Dans une allocution prononcée à l'occasion de la Fête nationale du Québec, le premier ministre Philippe Couillard a soutenu que conjuguer l'identité québécoise avec une diversité croissante est «le défi du siècle». M. Couillard a raison. Et ce défi n'est pas propre au Québec; il se pose à un très grand nombre de pays.

Au fil des années, les migrations internationales n'ont cessé de croître, de sorte que presque partout, une part croissante de la population est née à l'étranger. Entre 2000 et 2013, le nombre de migrants dans le monde a augmenté de 57 millions. La majorité des immigrants accueillis par des pays riches viennent de pays en voie de développement. Ils sont porteurs de langues, de traditions et de religions très différentes de celles de la majorité. Les tensions sont inévitables.

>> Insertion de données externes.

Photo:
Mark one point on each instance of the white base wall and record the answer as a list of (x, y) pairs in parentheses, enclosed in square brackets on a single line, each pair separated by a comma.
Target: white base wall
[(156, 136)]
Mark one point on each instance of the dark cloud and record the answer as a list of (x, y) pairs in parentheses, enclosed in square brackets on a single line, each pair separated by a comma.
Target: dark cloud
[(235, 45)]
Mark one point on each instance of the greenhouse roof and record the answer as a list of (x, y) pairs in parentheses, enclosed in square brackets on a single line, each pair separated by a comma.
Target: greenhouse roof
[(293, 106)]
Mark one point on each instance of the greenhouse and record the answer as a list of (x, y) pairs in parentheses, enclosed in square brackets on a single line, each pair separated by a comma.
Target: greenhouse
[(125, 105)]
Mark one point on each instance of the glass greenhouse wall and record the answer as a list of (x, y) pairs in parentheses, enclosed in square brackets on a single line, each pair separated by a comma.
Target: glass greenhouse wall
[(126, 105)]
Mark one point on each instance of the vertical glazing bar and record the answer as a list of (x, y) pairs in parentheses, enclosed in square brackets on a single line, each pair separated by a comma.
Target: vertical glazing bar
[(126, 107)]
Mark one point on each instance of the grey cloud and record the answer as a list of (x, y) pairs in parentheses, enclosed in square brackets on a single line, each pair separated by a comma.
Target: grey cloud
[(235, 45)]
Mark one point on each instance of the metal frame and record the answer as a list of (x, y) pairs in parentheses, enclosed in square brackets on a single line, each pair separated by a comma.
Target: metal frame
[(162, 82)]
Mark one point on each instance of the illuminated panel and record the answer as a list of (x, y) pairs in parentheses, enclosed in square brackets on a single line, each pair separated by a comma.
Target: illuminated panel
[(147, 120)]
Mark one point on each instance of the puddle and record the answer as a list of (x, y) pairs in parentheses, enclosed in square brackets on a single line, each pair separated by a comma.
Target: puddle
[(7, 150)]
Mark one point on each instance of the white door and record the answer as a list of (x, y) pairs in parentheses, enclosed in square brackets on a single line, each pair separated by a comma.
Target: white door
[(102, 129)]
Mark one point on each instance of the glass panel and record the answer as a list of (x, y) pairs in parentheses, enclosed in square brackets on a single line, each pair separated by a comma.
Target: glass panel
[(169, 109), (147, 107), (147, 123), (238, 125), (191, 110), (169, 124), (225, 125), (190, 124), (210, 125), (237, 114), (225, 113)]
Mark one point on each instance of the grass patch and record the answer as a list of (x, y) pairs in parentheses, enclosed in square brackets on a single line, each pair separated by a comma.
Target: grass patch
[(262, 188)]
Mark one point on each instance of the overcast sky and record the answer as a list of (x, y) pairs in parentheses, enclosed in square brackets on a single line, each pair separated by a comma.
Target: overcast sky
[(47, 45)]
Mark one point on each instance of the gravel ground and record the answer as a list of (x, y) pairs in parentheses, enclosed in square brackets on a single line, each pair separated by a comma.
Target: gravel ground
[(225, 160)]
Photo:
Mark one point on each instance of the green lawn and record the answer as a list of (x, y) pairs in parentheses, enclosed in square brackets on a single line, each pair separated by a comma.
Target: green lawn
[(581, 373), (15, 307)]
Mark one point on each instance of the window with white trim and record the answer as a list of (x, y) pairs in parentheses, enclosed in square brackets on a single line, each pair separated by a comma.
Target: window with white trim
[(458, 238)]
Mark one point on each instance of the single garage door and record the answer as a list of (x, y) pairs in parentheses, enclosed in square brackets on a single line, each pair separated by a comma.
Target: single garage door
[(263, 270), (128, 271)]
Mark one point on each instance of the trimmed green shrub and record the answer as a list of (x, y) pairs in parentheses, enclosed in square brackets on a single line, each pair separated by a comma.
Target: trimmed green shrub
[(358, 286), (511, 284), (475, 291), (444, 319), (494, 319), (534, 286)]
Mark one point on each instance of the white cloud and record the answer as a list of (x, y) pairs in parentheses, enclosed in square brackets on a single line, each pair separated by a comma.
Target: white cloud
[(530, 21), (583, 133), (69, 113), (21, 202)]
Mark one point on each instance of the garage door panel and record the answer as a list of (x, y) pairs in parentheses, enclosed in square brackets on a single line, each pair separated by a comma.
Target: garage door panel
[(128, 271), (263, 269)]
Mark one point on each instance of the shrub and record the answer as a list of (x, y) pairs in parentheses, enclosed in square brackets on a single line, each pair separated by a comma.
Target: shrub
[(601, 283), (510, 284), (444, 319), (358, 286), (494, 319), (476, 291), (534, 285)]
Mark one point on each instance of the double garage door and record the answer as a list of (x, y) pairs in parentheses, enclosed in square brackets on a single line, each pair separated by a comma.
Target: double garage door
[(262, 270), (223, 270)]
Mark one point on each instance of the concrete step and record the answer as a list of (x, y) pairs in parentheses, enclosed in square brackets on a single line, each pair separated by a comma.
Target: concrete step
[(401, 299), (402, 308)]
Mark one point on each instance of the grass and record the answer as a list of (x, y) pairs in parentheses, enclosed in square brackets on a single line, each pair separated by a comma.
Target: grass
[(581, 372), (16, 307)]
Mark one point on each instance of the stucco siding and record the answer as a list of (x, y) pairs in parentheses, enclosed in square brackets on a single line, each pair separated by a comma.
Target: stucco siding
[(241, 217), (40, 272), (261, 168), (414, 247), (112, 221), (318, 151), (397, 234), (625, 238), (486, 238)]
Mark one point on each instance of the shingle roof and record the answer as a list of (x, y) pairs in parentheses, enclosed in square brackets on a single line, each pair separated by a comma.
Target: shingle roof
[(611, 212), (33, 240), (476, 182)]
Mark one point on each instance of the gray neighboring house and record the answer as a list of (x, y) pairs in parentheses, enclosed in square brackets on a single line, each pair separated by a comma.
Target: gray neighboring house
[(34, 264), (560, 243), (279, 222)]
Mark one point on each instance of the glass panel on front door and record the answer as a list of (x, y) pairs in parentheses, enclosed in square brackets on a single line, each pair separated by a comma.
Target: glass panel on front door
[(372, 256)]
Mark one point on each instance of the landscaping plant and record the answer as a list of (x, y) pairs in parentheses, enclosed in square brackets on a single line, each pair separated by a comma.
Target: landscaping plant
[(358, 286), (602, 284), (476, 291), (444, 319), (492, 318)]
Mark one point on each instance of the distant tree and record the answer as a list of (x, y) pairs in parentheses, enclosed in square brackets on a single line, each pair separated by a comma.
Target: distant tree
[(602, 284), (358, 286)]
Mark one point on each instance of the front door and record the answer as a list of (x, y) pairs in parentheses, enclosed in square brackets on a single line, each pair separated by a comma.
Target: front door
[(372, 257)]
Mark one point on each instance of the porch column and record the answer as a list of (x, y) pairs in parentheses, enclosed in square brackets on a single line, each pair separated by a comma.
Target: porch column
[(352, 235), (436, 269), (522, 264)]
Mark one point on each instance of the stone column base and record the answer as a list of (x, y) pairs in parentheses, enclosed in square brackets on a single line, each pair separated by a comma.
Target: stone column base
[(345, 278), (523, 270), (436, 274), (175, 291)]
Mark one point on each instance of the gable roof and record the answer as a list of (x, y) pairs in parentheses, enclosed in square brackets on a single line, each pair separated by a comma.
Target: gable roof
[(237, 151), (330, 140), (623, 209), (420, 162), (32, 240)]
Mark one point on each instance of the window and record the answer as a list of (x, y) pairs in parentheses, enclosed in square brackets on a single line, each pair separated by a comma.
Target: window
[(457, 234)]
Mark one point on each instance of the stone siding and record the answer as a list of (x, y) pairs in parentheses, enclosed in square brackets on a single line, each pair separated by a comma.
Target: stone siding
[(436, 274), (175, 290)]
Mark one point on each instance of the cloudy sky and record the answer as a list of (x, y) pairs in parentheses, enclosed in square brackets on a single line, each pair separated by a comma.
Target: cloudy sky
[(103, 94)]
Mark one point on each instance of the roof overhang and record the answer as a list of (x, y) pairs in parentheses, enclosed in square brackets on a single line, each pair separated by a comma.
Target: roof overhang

Comptant parmi les pays qui reçoivent le plus d'immigrants, le Canada est forcément l'un de ceux où la diversité ethnique, culturelle et religieuse est particulièrement présente. Selon les projections de Statistique Canada, d'ici 2031, la proportion de Canadiens nés à l'étranger passera de 20% à plus de 25%. Le nombre de fidèles de confessions religieuses autres que chrétiennes doublera, de 2,5 millions à 6 millions.

Le Québec, notamment la région de Montréal, verra son visage continuer à changer. D'ici 15 ans, les personnes de minorités visibles composeront le tiers de la population de la région métropolitaine. Plus de 540 000 musulmans, 60 000 bouddhistes, 55 000 hindous et 30 000 sikhs y vivront.

Le Canada a jusqu'ici échappé à la radicalisation xénophobe qu'on observe ailleurs, bien que le Québec ait frôlé cette zone sombre au cours des débats sur les accommodements raisonnables et la «charte des valeurs». Si les Québécois de souche canadienne-française finissent par avoir la confiance en eux que justifient leurs réussites, ils pourront continuer d'accueillir la différence avec ouverture et respect. Les nouveaux venus ne demandent pas mieux que de s'intégrer à une majorité prospère, originale et sereine.

Au Québec comme ailleurs, des gens souhaitent qu'on règle une fois pour toutes le «problème» de la diversité. Ils rêvent d'une loi décrétant qu'«à Rome, on fait comme les Romains.» Pourtant, l'histoire et l'actualité enseignent qu'il n'y a pas de solution simple, que les relations entre majorité et minorités restent toujours délicates. Des communautés ayant vécu en paix pendant des décennies, des siècles même, peuvent en venir brusquement aux disputes, à la rupture, voire à la guerre.

C'est pourquoi, partout et en tout temps, les politiciens ont le devoir de combattre les préjugés au lieu de les cautionner à des fins partisanes. Les démocraties relèveront le défi du siècle seulement si ceux qui les gouvernent font preuve de discernement et de courage.